Mit dem Gesetz für mehr Sicherheit in der Arzneimittelversorgung hatte der Gesetzgeber Anfang dieses Jahres die Meldepflichten verschärft und die Kompetenzen des BfArM erweitert. An den durch Spar-Appelle ausgelagerten Produktionsstandorten kann das aber wenig ändern. „Wirtschaftlich“? Vielleicht, aber „ausreichend“ wohl kaum. Deshalb der Impetus der BÄK, durch Vorratslagerung die größten Schwierigkeiten abzupuffern. Mehr noch: Die BÄK fordert Maßnahmen wie ein internationales Arzneimittelregister, damit „wir wissen, welche Medikamente wo und unter welchen Bedingungen produziert werden“.

In der Unionsfraktion des Bundestages werden diese Forderungen zumindest erwogen. Für einen Bundesgesundheitsminister, der Gesetze im „Akkord“ produziert, wäre das Ansporn für wohl überfällige Korrekturen. Immerhin geht es in spezifischen Fällen für manchen Patienten um durchaus mehr, als in der Apotheke durch Rücksprache mit dem Arzt auf eine Alternative auszuweichen. Ein Lieferengpass für Zytostatika ist lebensgefährdend.

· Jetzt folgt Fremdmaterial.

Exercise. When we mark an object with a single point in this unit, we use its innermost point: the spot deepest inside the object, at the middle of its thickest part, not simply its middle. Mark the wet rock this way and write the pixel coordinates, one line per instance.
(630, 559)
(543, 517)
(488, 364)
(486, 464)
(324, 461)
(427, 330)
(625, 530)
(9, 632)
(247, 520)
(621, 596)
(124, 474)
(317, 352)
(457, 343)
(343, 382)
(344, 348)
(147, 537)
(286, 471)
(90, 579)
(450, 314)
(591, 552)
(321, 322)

„Hauptsache gesund.“ Der Ex-Bundesgesundheitsministerin Ulla Schmidt (SPD) zugeschriebene Wunsch an die Bundesbürger erhält in diesem Zusammenhang einen bitteren Beigeschmack, weil er in der Gesundheitsversorgung eines der prosperierendsten Industriestaaten dieser Welt nicht mehr nachhaltig verfolgt werden kann.

Aus mittel- bis langfristiger Warte ist zu hinterfragen, ob der immer wieder größtmöglicher Wirtschaftlichkeit geschuldete Druck der Krankenkassen auf die Pharmaindustrie letztlich nicht ins Gegenteil umschlagen kann. Auffangpositionen, wie sie jetzt im Gedankengut der CDU/CSU-Bundestagsfraktion verankert sind, müssen dringend umgesetzt werden, hoffentlich noch so schnell, dass eine bittere Erkenntnis unterbleibt: Sparen heilt nicht.